The problems date to 1999, when Acevedo Vila began to rack up hundreds of thousands of dollars in debts by running for a nonvoting spot in the U.S. House, the indictment said. He and his aides turned to subterfuge, taking money from relatives, engaging straw donors in the Philadelphia business community, and using corporate bank accounts and credit cards to hide the provenance of the cash, the indictment said.

Along the way, Acevedo Vila "personally participated in the solicitation, receipt and recording of" suspect contributions and closely tracked the decline in his campaign debts, according to the charging document filed against him. Prosecutors also detailed several incidents of personal enrichment, alleging that Acevedo Vila used illicit donations and campaign funds to pay his American Express bills for airfare to Orlando, Miami and Costa Rica.

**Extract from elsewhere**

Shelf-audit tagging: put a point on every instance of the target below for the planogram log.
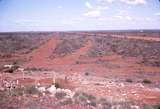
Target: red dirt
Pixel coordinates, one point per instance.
(110, 70)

He also received $57,000 worth of designer suits from employees connected to a firm identified in the indictment as "Company A," which performed campaign work for Acevedo Vila.

The indictment also accused Acevedo Vila of flouting spending limits in his 2004 run for governor by soliciting secret contributions. The allegation forms the basis of a charge that the governor bilked the commonwealth's treasury out of $7 million in public campaign funds.

Acevedo Vila and his aides, the indictment said, contacted the Office of Management and Budget, the Puerto Rico Housing Department, and the Puerto Rico Pension Fund to coordinate meetings and endorse the donors' clients for lucrative government contracts.

Attorneys for Eneidy Coreano Salgado, a former scheduler and administrator for Acevedo Vila, did not respond to telephone or e-mail messages.

Political corruption has plagued the commonwealth in recent years. Officials at an opposition party, the New Progressive Party of Puerto Rico, were convicted in 2006 of conspiracy, extortion and tax fraud and have been sentenced to five years.